仁愛:(М)もっと卑屈だったら、親友の智(とも)を傷つけずにすんだのかな。いや、卑屈になったから、刑務所の図書館員なんて、やってるのか。

仁愛:(М)私は、親友の彼氏を刺して殺した。正当防衛が認められて、無罪になったけど。ここでは、たくさんの罪人に会える。でも、心が揺れる。本当に悪者なのかと。

仁愛:(М)紙一重……普通か異常かは。

義人:(М)なぜ、お前が卑屈にならなきゃいけないんだ。何も、悪くないんだよ。ただ、巻き込まれただけなんだ。

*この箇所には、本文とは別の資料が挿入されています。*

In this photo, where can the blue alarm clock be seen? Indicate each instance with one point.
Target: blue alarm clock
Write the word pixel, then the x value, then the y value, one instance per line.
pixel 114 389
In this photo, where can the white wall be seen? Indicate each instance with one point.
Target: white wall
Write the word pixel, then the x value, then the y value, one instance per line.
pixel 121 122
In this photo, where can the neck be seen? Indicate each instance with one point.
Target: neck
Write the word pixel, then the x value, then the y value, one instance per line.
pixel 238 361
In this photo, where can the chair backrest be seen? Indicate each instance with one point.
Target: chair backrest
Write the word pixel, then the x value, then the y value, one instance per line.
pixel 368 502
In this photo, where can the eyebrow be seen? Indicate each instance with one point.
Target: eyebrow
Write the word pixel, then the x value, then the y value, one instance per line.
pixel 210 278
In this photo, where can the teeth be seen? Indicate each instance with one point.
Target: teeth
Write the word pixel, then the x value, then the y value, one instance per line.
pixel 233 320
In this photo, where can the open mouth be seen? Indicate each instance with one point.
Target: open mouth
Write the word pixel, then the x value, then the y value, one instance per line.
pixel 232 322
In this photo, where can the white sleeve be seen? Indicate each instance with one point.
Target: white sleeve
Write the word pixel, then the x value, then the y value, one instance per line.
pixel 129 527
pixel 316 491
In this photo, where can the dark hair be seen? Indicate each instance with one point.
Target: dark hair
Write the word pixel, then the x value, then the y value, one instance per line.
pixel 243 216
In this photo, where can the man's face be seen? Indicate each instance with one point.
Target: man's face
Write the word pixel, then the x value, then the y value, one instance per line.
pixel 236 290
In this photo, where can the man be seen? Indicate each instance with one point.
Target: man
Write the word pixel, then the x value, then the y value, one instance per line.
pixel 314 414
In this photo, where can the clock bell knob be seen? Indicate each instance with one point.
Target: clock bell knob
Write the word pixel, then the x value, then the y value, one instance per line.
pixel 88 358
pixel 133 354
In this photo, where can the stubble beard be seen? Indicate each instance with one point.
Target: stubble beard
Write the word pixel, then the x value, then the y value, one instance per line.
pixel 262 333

義人:(М)なぁ、仁愛(にあ)。俺の隣に、戻って来てくれよ。俺とお前で、ひとつなんだ。そりゃそうだ。俺たちは、双子だから。

義人:(М)でも、お前の拒絶で、感情が揺れる。なにが、違うんだ。いつも、一緒だったのに。なにが。

0:青沢刑務所前

義人:ここが、青沢(あおさわ)刑務所か。永納(ながの)で、一番大きい刑務所。工場が併設されていて、職業訓練が出来る、国内で数少ない施設……だったかな。それにしても、寒いな

義人:(М)俺……今井義人(いまいよしと)は、取材のために訪れたんだ。意外と、名の知れたジャーナリストで、恥ずかしながら、本を出版したことが何度か。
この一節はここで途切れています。